Bro. AC, what does it mean to you?


----------



## Brother JC (Aug 11, 2017)

It's a Circumpunct.


----------



## coachn (Aug 11, 2017)

acjohnson53 said:


> View attachment 5921


Only one of a pair unleashed!


----------



## goomba (Aug 11, 2017)

It is a symbol which is and of itself nothing but represents various ideas or things that have been attached to it.

But to play along it is also represents the Monad.


----------



## Bloke (Aug 12, 2017)

Brother JC said:


> It's a Circumpunct.


Winner !


----------



## Bloke (Aug 12, 2017)

JamestheJust said:


> "The ancient symbol known as the dot in the circle, circled dot, circle with a point, or a circumpunct, is one of the oldest symbols known to humans."
> http://gnosticwarrior.com/circumpunct.html
> 
> Seem to have gone around in a circle.


And you too, winner


----------



## pointwithinacircle2 (Aug 13, 2017)

It is a visual representation of the infinite universe.  A circle whose center is everywhere and whose circumference is nowhere.  The dot in the center representing an individual and the circle representing the limits of his knowledge of reality.


----------



## CLewey44 (Aug 13, 2017)

pointwithinacircle2 said:


> It is a visual representation of the infinite universe.  A circle whose center is everywhere and whose circumference is nowhere.  The dot in the center representing an individual and the circle representing the limits of his knowledge of reality.
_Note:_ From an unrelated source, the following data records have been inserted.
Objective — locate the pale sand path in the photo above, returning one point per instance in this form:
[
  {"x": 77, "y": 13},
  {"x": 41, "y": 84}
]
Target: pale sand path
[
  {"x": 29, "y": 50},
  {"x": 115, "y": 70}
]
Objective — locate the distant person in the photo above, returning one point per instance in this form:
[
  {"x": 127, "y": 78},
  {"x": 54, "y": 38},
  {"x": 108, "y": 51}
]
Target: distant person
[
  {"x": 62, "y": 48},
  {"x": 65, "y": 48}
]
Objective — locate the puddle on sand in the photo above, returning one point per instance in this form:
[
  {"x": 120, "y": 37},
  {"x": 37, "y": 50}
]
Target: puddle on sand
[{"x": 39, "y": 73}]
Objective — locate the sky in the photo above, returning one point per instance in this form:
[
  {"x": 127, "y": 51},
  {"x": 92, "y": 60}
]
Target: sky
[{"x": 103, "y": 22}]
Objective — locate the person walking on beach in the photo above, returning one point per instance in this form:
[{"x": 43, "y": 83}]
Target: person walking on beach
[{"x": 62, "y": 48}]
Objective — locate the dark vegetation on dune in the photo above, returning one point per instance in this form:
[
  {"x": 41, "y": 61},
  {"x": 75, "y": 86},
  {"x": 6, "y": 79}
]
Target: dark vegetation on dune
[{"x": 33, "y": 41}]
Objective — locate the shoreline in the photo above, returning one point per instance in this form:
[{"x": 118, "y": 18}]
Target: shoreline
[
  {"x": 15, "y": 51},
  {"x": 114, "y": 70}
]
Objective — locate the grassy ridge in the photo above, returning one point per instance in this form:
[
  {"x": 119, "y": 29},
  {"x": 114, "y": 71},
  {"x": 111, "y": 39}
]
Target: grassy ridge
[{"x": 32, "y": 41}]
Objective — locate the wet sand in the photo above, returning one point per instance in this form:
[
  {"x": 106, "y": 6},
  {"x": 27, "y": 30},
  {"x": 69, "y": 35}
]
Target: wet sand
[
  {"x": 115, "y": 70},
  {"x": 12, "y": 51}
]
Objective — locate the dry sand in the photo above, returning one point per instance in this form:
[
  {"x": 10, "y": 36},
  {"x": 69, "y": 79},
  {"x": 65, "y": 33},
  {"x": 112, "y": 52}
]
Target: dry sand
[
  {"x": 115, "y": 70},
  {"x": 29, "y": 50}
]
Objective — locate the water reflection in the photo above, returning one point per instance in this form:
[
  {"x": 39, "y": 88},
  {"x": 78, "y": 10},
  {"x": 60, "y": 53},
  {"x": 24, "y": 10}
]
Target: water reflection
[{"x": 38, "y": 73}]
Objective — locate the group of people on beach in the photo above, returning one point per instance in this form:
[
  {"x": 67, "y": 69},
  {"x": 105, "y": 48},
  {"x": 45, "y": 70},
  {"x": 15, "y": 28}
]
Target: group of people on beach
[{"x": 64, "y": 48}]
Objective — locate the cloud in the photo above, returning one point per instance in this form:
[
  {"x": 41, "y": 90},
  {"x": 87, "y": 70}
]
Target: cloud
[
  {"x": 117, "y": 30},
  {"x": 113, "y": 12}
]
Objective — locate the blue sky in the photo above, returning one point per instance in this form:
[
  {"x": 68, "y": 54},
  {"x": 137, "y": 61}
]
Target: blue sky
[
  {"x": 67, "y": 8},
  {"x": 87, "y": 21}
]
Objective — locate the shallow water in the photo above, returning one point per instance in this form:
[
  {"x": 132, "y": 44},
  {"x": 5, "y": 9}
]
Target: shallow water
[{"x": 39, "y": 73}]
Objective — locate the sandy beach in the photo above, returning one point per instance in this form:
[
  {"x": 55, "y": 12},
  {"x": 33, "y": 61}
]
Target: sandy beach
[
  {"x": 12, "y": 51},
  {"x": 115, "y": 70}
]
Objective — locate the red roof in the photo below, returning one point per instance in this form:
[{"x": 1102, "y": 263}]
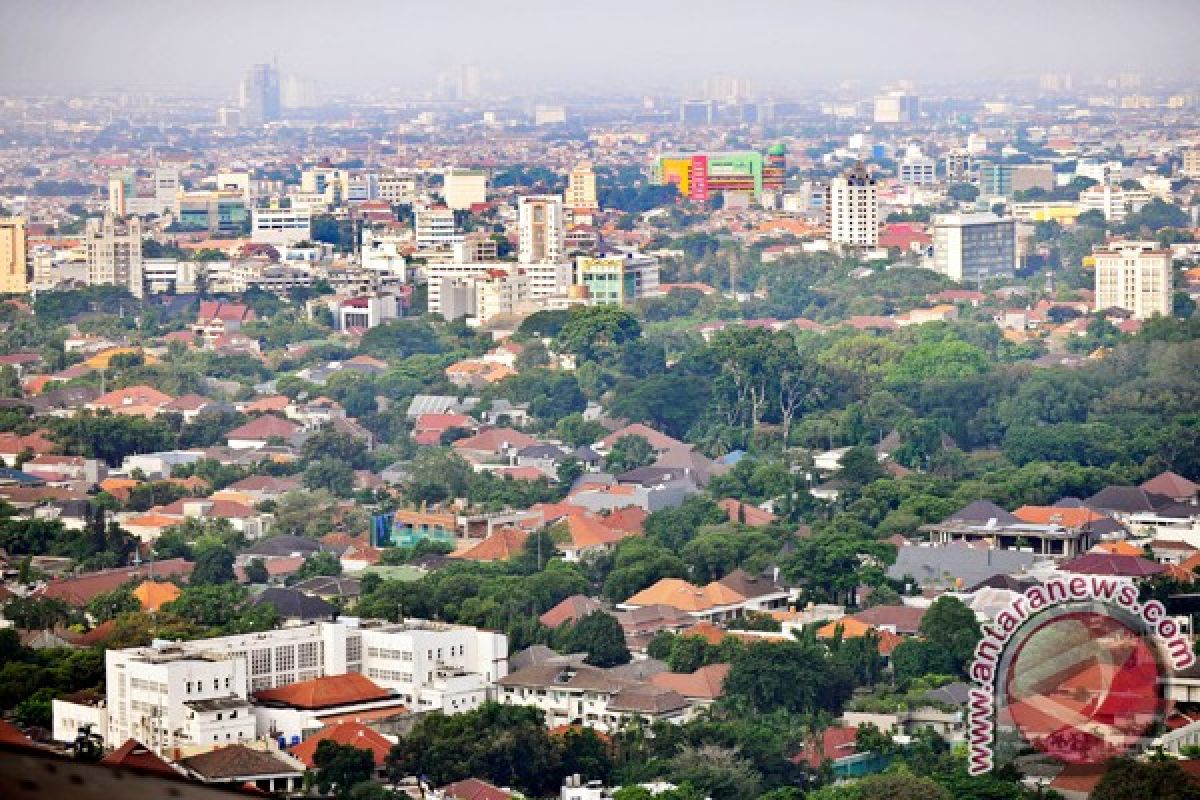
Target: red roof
[
  {"x": 345, "y": 733},
  {"x": 325, "y": 692}
]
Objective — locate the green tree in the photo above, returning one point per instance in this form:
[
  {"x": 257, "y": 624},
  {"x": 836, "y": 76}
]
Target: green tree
[
  {"x": 340, "y": 768},
  {"x": 214, "y": 566},
  {"x": 600, "y": 636}
]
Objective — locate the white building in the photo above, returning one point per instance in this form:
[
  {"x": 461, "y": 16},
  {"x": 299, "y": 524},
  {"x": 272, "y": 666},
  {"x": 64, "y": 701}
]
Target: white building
[
  {"x": 1113, "y": 202},
  {"x": 436, "y": 229},
  {"x": 463, "y": 188},
  {"x": 114, "y": 252},
  {"x": 280, "y": 227},
  {"x": 973, "y": 247},
  {"x": 195, "y": 693},
  {"x": 853, "y": 209},
  {"x": 539, "y": 228},
  {"x": 1135, "y": 276}
]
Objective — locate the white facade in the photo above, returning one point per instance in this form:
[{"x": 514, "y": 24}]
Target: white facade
[
  {"x": 465, "y": 188},
  {"x": 195, "y": 693},
  {"x": 853, "y": 209},
  {"x": 539, "y": 228},
  {"x": 1135, "y": 276},
  {"x": 436, "y": 228},
  {"x": 114, "y": 253},
  {"x": 975, "y": 247},
  {"x": 282, "y": 227}
]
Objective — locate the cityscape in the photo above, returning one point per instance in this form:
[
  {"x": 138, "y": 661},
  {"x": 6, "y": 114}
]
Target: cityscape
[{"x": 465, "y": 403}]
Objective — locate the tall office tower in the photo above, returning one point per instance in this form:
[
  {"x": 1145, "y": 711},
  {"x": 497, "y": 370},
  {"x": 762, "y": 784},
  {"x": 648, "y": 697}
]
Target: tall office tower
[
  {"x": 975, "y": 247},
  {"x": 114, "y": 252},
  {"x": 897, "y": 107},
  {"x": 463, "y": 188},
  {"x": 1135, "y": 276},
  {"x": 696, "y": 112},
  {"x": 853, "y": 209},
  {"x": 581, "y": 187},
  {"x": 13, "y": 272},
  {"x": 259, "y": 96},
  {"x": 540, "y": 228},
  {"x": 958, "y": 167}
]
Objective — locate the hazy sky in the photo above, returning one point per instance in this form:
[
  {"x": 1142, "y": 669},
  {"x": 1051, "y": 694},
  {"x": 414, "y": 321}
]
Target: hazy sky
[{"x": 369, "y": 44}]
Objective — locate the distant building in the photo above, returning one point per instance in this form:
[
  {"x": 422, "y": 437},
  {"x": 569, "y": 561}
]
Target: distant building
[
  {"x": 1134, "y": 276},
  {"x": 13, "y": 271},
  {"x": 975, "y": 247},
  {"x": 279, "y": 226},
  {"x": 114, "y": 252},
  {"x": 897, "y": 107},
  {"x": 617, "y": 278},
  {"x": 853, "y": 209},
  {"x": 259, "y": 95},
  {"x": 581, "y": 187},
  {"x": 539, "y": 228},
  {"x": 463, "y": 188}
]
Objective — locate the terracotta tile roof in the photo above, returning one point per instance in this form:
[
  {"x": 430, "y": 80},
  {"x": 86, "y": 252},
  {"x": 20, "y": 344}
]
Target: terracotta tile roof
[
  {"x": 753, "y": 515},
  {"x": 238, "y": 761},
  {"x": 136, "y": 756},
  {"x": 79, "y": 590},
  {"x": 154, "y": 594},
  {"x": 325, "y": 692},
  {"x": 1057, "y": 516},
  {"x": 264, "y": 427},
  {"x": 501, "y": 546},
  {"x": 345, "y": 733},
  {"x": 474, "y": 789},
  {"x": 706, "y": 684}
]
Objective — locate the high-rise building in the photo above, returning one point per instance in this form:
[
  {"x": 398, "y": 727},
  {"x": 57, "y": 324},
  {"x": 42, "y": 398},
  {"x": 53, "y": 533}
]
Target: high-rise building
[
  {"x": 697, "y": 112},
  {"x": 539, "y": 228},
  {"x": 463, "y": 188},
  {"x": 581, "y": 187},
  {"x": 897, "y": 107},
  {"x": 114, "y": 252},
  {"x": 700, "y": 175},
  {"x": 853, "y": 209},
  {"x": 13, "y": 271},
  {"x": 1134, "y": 276},
  {"x": 975, "y": 247},
  {"x": 1191, "y": 167},
  {"x": 259, "y": 95}
]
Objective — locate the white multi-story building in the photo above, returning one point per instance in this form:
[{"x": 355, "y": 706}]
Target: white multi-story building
[
  {"x": 195, "y": 693},
  {"x": 463, "y": 188},
  {"x": 1134, "y": 276},
  {"x": 853, "y": 209},
  {"x": 539, "y": 228},
  {"x": 279, "y": 226},
  {"x": 114, "y": 252},
  {"x": 435, "y": 228},
  {"x": 1113, "y": 202},
  {"x": 973, "y": 247}
]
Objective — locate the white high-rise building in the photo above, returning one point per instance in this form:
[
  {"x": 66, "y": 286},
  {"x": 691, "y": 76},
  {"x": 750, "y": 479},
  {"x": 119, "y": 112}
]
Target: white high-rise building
[
  {"x": 540, "y": 228},
  {"x": 853, "y": 209},
  {"x": 435, "y": 228},
  {"x": 1134, "y": 276},
  {"x": 463, "y": 188},
  {"x": 973, "y": 247},
  {"x": 114, "y": 252},
  {"x": 183, "y": 693}
]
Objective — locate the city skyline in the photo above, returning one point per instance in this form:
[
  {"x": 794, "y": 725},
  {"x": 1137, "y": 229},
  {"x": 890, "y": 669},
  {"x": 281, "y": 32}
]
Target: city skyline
[{"x": 61, "y": 47}]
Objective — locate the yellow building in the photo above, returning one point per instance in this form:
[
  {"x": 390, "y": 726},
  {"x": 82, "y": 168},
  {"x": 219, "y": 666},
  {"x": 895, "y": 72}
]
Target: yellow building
[{"x": 13, "y": 276}]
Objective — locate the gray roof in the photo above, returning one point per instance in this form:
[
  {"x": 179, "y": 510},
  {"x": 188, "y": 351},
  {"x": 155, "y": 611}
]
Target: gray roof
[{"x": 942, "y": 565}]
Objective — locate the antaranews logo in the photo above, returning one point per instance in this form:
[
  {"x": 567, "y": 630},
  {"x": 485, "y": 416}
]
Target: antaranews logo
[{"x": 1077, "y": 667}]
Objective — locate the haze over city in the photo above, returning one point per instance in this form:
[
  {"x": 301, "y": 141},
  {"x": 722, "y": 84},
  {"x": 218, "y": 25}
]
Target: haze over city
[
  {"x": 628, "y": 44},
  {"x": 615, "y": 401}
]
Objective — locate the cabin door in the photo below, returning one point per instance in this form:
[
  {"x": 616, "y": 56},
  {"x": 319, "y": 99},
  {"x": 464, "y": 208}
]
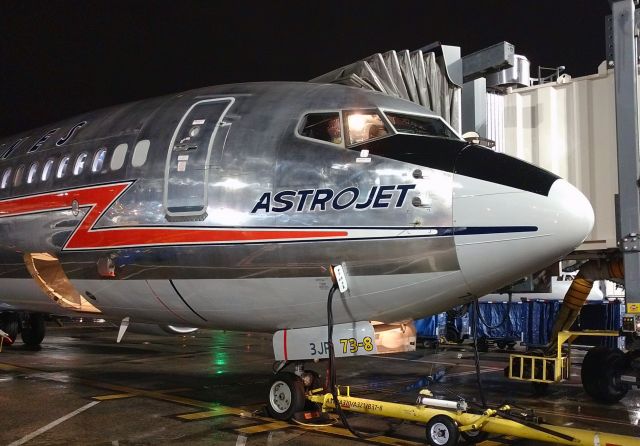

I saw your name on another post recently and wondered if you'd answer.


----------



## acjohnson53 (Aug 14, 2017)

Preach My Brother/G\


----------



## Brother_Steve (Aug 14, 2017)

If a dot is an indivisible part of space and the circle is a 2D object, what is the scale of the circle?

I have my opinion drawn from ritual. I'm curious what others think and if they are on the same page as I am, can we truly judge another Brother?


----------



## coachn (Aug 14, 2017)

The Circumpunct is a symbol used to convey...

The Sun
Apollo
Gold
The Womb
The Unification of male and female
God
The Individual in Relation to his Due Bounds.
The Breast
An Eye
A Cone (looking down upon it)
It's been around long before Freemasonry was even thought of.


----------



## Bloke (Aug 14, 2017)

Brother_Steve said:


> If a dot is an indivisible part of space and the circle is a 2D object, what is the scale of the circle?
> 
> I have my opinion drawn from ritual. I'm curious what others think and if they are on the same page as I am, can we truly judge another Brother?



If the circumpunct is cteated by the compass, the scale would adjust. As both are not limited by physicality because they're symbols representing ideas (and ideals), the size of the scale is only limited by your abilities.


----------



## coachn (Aug 14, 2017)

Brother_Steve said:


> If a dot is an indivisible part of space and the circle is a 2D object, what is the scale of the circle?


Scale is irrelevant.


Brother_Steve said:


> I have my opinion drawn from ritual. I'm curious what others think and if they are on the same page as I am, can we truly judge another Brother?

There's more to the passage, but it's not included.